Structural and functional microvascular imaging by OR-PAM in a nude mouse ear in vivo. (a) Structural image acquired at 570 nm. (b) Vessel-by-vessel sO₂ mapping based on dual-wavelength (570 nm and 578 nm) measurements. The calculated sO₂ values are shown in the color bar. A1: a representative arteriole; V1: a representative venule. Reprint with permission from Ref. (80).

Fig. 10

Single-cell temperature imaging with photo-thermal heating. The cell was loaded with metal particles and heated by a CW laser. (a) through (c) show the cell temperature images before, during, and after heating, respectively. The cell is pseudo-colored based on its PA-recovered temperatures. Reprint with permission from Ref. (81).

Fig. 11

PA imaging of sO₂ and blood flow in a mouse ear. Maximum amplitude projection (MAP) image of (a) a structure and (b) sO₂. Scale bar, 250 μm. MAP image of blood flow (c) speed and (d) velocity with directions. (e) Trace of sO₂ and (f) blood flow speeds along the main vascular trunk. (g) Velocity profile indicated by the dashed line in (d). Reprint with permission from Ref. (90).

Fig. 12

PA flow cytometry. (a) Schematic. (b) Absorption spectra of whole blood (red) and platelet-rich plasma (blue). (c) Example of PA positive, negative, and combined contrasts from circulating clots of different compositions. (d) PA signal trace dynamics obtained with PA fluctuation flow cytometry in different vessels in normal and pathological conditions leading to RBC aggregation. Reprint with permission from Ref. (97).

Fig. 13

Clinical PAT platforms for human breast imaging. (a) LOIS-64 PAT system (112). (b) the modified Philips iU22 system (118). (c) Twente PA mammoscope (119).
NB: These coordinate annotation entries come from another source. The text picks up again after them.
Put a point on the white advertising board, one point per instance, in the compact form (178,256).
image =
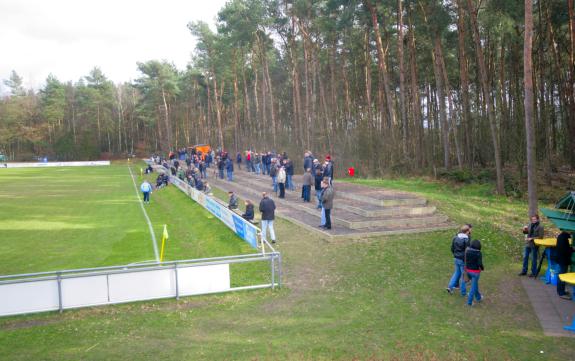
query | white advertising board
(28,297)
(55,164)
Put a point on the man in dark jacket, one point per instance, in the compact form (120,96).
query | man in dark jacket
(289,174)
(473,267)
(327,202)
(221,167)
(306,185)
(458,245)
(230,169)
(318,175)
(274,173)
(233,202)
(307,161)
(267,208)
(562,256)
(249,213)
(534,231)
(328,169)
(239,160)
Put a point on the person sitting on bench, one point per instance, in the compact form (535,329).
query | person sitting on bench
(159,181)
(249,214)
(233,203)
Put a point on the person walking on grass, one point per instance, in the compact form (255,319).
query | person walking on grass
(273,172)
(318,177)
(281,179)
(146,189)
(473,267)
(248,215)
(534,231)
(458,245)
(267,209)
(239,160)
(562,256)
(327,202)
(306,185)
(230,169)
(233,201)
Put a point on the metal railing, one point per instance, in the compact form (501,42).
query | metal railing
(68,289)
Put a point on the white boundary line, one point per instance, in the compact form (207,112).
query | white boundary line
(155,243)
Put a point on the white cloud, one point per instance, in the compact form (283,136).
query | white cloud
(68,38)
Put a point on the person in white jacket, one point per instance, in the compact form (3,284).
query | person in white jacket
(281,181)
(146,189)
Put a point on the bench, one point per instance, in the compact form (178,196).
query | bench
(570,279)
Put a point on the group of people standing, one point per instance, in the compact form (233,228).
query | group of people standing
(281,170)
(560,254)
(468,260)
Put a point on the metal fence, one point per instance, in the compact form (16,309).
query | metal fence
(68,289)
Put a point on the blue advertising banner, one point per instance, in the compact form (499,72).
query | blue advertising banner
(244,229)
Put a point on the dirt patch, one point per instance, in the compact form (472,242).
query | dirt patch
(22,324)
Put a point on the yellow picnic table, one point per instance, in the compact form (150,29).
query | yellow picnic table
(548,243)
(569,278)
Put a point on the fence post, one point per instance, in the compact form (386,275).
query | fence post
(272,263)
(279,270)
(59,278)
(177,284)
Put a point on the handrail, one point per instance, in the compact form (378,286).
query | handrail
(133,267)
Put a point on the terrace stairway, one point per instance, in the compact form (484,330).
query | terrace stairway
(359,211)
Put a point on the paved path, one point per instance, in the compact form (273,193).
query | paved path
(553,312)
(359,211)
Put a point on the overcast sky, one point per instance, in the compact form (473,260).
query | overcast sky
(69,37)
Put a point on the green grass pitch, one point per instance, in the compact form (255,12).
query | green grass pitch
(79,217)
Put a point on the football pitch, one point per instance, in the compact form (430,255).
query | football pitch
(83,217)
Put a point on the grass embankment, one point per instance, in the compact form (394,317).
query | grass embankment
(63,218)
(379,298)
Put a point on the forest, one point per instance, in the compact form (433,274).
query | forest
(386,86)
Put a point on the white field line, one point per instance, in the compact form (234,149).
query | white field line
(154,242)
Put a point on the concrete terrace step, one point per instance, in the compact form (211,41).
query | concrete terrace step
(369,195)
(384,202)
(359,211)
(378,211)
(340,217)
(339,231)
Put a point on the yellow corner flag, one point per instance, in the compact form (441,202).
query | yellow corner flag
(164,238)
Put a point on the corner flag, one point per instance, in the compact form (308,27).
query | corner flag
(164,238)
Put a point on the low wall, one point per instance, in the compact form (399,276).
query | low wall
(244,229)
(55,164)
(51,291)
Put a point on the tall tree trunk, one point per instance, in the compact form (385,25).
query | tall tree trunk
(452,116)
(382,65)
(272,106)
(120,117)
(415,101)
(487,97)
(167,120)
(218,112)
(441,101)
(402,90)
(464,77)
(529,126)
(571,85)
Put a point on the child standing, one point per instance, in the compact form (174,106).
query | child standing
(473,267)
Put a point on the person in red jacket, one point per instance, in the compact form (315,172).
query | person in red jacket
(562,256)
(473,267)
ADC, analog to digital convertor; DAS, data acquisition system; ES, element selection; GW, glass window; MP, microprocessor; USTA, ultrasonic transducer array. Reprint with permission from Refs. (112; 118; 119).

Fig. 14

PAT of a canine brain through a whole adult human skull. (a) PAT image of the human skull only. (b) PAT image of a canine brain acquired through the human skull. (c) Differential image of (b) and (a). (d) Image from (c) after high-pass filtering. (e) Photograph of the human skull from a top view. (f) Photograph of the canine brain cortex. Reprint with permission from Ref. (115).